И вырвал грешный мой язык

Все, чего удалось добиться к сорока годам,— это дачка, поделенная к тому же на три части. Общая прихожая, заваленная всяким хозяйственным хламом — ржавыми керосинками, лыжными креплениями; чистенькая маленькая кухонька, деревянный туалет с круглым отверстием и маленьким окошком под потолком.

Иногда, особенно вдали, можно слегка погордиться — все-таки ценят! — но когда живешь здесь, особенно третий день подряд, ясна вся ничтожность твоего успеха!

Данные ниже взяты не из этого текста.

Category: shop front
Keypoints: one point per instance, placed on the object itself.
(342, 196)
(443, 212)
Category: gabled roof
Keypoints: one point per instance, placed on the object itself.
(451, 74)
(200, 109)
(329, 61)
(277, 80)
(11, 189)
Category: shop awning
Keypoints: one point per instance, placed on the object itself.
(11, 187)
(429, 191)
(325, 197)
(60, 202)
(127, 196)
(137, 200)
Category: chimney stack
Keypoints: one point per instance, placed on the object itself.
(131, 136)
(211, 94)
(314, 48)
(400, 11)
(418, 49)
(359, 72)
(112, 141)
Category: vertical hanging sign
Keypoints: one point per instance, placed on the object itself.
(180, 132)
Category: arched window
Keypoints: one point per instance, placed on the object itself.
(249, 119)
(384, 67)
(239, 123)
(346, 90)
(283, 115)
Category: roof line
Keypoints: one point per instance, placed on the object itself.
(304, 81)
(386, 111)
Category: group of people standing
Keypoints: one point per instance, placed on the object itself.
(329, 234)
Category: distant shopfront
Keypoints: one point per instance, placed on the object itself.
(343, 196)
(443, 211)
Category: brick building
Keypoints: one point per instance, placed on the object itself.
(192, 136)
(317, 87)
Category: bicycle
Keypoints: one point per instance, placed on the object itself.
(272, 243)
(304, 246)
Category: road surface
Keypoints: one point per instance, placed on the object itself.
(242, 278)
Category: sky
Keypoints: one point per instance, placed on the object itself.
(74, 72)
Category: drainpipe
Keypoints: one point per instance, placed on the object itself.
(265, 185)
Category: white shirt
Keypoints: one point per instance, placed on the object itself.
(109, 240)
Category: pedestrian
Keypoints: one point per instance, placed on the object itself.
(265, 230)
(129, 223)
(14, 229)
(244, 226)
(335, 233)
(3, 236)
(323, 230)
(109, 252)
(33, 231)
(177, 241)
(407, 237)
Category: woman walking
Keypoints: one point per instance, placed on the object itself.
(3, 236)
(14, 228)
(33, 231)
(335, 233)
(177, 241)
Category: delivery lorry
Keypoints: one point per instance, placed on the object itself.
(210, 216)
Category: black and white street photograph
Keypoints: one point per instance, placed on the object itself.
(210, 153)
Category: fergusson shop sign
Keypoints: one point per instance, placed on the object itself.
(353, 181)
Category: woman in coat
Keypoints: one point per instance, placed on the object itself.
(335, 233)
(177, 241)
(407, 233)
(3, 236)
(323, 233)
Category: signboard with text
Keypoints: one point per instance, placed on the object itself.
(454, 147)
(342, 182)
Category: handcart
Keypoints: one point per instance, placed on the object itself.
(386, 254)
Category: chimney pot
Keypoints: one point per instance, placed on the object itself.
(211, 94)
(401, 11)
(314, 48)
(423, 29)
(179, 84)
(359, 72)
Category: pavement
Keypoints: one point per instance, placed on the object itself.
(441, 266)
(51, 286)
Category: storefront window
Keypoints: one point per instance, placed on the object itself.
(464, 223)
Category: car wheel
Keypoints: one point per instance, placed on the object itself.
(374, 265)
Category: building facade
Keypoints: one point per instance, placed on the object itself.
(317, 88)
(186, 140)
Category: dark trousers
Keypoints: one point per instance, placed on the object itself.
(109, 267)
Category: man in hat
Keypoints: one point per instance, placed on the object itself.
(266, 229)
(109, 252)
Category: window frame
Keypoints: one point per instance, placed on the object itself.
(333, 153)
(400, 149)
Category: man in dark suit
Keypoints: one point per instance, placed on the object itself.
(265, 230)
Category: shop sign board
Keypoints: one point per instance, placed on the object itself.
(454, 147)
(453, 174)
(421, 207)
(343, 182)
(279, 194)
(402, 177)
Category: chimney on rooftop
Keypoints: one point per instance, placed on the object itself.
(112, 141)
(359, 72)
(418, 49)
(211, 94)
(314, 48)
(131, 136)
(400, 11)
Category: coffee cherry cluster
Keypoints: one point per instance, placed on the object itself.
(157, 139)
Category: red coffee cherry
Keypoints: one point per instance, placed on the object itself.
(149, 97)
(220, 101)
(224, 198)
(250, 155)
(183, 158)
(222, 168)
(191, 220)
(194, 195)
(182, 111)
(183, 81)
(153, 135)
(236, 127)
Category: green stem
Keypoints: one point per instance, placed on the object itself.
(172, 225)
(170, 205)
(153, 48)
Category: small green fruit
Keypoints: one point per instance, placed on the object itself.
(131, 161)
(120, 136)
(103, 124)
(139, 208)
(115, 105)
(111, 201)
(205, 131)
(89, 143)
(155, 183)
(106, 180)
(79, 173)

Узкая комната с жестяным цилиндром печки в углу, тахта, круглый столик с липкой клеенкой и много едкого дыма, появляющегося при попытке хоть как-то нагреть это помещение!

Дача! Работа! Семья! Сцепка слов, напоминающая те тончайшие паутинки, которые плел упорный паучок над бездной между перилами двенадцатого этажа гостиницы в Пицунде. Как он упорно сцеплял свои кружева, так и я пытаюсь сплести паутинку из слов, заткать ими провалы — но безуспешно.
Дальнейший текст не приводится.